At what point does a writer start writing for the audience she imagines she
has?
The
image the writer has of herself is no longer constructed from what she puts
into her work, but what image she has created in her mind of her putative
reader. She becomes what the responses to her work indicate. The more responses
her work gets, the clearer her idea of herself becomes. She participates in the
life of the community until all her work becomes a response to a stimulus that
only the online community can provide.
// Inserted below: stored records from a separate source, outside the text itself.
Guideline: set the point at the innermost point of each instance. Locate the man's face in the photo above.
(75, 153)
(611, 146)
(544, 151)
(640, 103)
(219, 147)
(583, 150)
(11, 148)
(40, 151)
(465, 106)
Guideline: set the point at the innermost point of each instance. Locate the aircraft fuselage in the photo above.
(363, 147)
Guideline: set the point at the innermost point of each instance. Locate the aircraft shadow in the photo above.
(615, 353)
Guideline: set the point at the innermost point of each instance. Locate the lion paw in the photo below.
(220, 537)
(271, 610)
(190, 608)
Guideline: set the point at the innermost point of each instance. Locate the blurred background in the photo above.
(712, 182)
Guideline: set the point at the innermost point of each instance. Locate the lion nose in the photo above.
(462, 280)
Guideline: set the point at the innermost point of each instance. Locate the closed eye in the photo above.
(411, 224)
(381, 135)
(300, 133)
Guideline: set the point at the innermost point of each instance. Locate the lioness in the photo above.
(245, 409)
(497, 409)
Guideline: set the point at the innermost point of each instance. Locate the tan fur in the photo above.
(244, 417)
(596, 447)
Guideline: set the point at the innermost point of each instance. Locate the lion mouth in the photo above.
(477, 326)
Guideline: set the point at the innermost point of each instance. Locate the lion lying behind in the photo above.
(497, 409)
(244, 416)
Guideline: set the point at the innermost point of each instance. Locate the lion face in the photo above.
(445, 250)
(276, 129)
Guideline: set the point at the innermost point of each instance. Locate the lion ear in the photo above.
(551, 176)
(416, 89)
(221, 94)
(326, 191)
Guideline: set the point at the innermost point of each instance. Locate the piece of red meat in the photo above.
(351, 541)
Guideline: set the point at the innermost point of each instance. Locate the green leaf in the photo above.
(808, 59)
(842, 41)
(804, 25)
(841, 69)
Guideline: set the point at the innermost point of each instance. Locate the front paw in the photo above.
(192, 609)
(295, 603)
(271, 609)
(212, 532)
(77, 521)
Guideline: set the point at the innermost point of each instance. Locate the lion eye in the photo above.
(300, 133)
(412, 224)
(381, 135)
By turns, she is a comic writer who has
her audience in stitches; a poet; a gentle judge; and a warm presence welcoming
new writers who are unsure of themselves.
The
dream the writer originally had, of finding a community of other writers, is always
teetering on the edge of a nightmare. There are too many voices here, too many
responses and demands, and too little time. Sometimes the voices are not just
of the virtual others, but the imperatives of become subtly different persons
for each kind of interaction. Each well-defined and unique voice the writer has
created on each forum requires an effort that goes beyond the writing. For the
people who are two and three different personas, under aliases, the Babel is
not just outside, but in their own heads. If this is a web, it is a sticky one
that does not let go easily.
Any online forum that takes itself
seriously has to take into consideration the difficult question of how it is going
to strike a balance between being a place where people can, to use Ursula K Le
Guin’s term, learn to ‘steer the craft’ and a place where anyone can post the
most mediocre writing and be sure that there will always be someone who will
offer fulsome praise.
Every
writer has to decide for herself whether reaching an audience is as important
as writing well. The two are not necessarily opposites; sometimes a good
audience will insist on good writing and online forums are often good places to
hone one’s writing skills.
But
writing well requires some silence and some amount of isolation. There has to
be a point when the writer walks through some door and leaves on the other side
the chatter and the bonhomie. It doesn’t go away, this community, but its noise
is muted and perhaps even comforting. Until finally the writer is where she has
always been: in front of a page that is both mirror and canvas.